= Irreducibility (mathematics) =

In mathematics, the concept of irreducibility is used in several ways.

- A polynomial over a field may be an irreducible polynomial if it cannot be factored over that field.
- In abstract algebra, irreducible can be an abbreviation for irreducible element of an integral domain; for example an irreducible polynomial.
- In representation theory, an irreducible representation is a nontrivial representation with no nontrivial proper subrepresentations. Similarly, an irreducible module is another name for a simple module.
- Absolutely irreducible is a term applied to mean irreducible, even after any finite extension of the field of coefficients. It applies in various situations, for example to irreducibility of a linear representation, or of an algebraic variety; where it means just the same as irreducible over an algebraic closure.
- In commutative algebra, a commutative ring R is irreducible if its prime spectrum, that is, the topological space Spec R, is an irreducible topological space.
- A matrix is irreducible if it is not similar via a permutation to a block upper triangular matrix (that has more than one block of positive size). (Replacing non-zero entries in the matrix by one, and viewing the matrix as the adjacency matrix of a directed graph, the matrix is irreducible if and only if such directed graph is strongly connected.) A detailed definition is given here.
- Also, a Markov chain is irreducible if there is a non-zero probability of transitioning (even if in more than one step) from any state to any other state.
- In the theory of manifolds, an n-manifold is irreducible if any embedded (n − 1)-sphere bounds an embedded n-ball. Implicit in this definition is the use of a suitable category, such as the category of differentiable manifolds or the category of piecewise-linear manifolds. The notions of irreducibility in algebra and manifold theory are related. An n-manifold is called prime, if it cannot be written as a connected sum of two n-manifolds (neither of which is an n-sphere). An irreducible manifold is thus prime, although the converse does not hold. From an algebraist's perspective, prime manifolds should be called "irreducible"; however, the topologist (in particular the 3-manifold topologist) finds the definition above more useful. The only compact, connected 3-manifolds that are prime but not irreducible are the trivial 2-sphere bundle over S^{1} and the twisted 2-sphere bundle over S^{1}. See, for example, Prime decomposition (3-manifold).
- A topological space is irreducible if it is not the union of two proper closed subsets. This notion is used in algebraic geometry, where spaces are equipped with the Zariski topology; it is not of much significance for Hausdorff spaces. See also irreducible component, algebraic variety.

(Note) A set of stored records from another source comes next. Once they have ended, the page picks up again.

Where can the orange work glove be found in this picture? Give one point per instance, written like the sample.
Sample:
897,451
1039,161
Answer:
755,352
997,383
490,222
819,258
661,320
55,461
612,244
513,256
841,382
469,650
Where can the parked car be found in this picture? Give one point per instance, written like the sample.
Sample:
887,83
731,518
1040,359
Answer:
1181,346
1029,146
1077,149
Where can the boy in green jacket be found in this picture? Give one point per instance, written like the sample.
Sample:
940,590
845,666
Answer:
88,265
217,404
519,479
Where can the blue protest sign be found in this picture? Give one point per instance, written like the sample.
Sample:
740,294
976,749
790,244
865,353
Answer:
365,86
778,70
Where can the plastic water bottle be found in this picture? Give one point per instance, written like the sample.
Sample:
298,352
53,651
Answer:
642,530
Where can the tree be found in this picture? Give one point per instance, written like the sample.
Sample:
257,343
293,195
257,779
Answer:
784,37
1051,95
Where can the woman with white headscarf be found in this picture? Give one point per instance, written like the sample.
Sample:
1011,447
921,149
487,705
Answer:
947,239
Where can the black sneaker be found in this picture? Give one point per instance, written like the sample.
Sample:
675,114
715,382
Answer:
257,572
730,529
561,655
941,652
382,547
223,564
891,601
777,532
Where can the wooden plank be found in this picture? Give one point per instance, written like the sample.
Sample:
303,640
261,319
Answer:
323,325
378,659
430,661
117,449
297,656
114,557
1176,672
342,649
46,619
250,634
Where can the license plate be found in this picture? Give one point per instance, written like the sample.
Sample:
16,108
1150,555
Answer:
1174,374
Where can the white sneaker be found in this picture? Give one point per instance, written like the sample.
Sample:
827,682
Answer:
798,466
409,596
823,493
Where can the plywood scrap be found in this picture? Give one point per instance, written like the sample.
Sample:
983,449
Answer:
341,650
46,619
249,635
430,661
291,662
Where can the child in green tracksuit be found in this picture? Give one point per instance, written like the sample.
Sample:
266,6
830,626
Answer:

- In universal algebra, irreducible can refer to the inability to represent an algebraic structure as a composition of simpler structures using a product construction; for example subdirectly irreducible.
- A 3-manifold is P²-irreducible if it is irreducible and contains no 2-sided $\mathbb RP^2$ (real projective plane).
- An irreducible fraction (or fraction in lowest terms) is a vulgar fraction in which the numerator and denominator are smaller than those in any other equivalent fraction.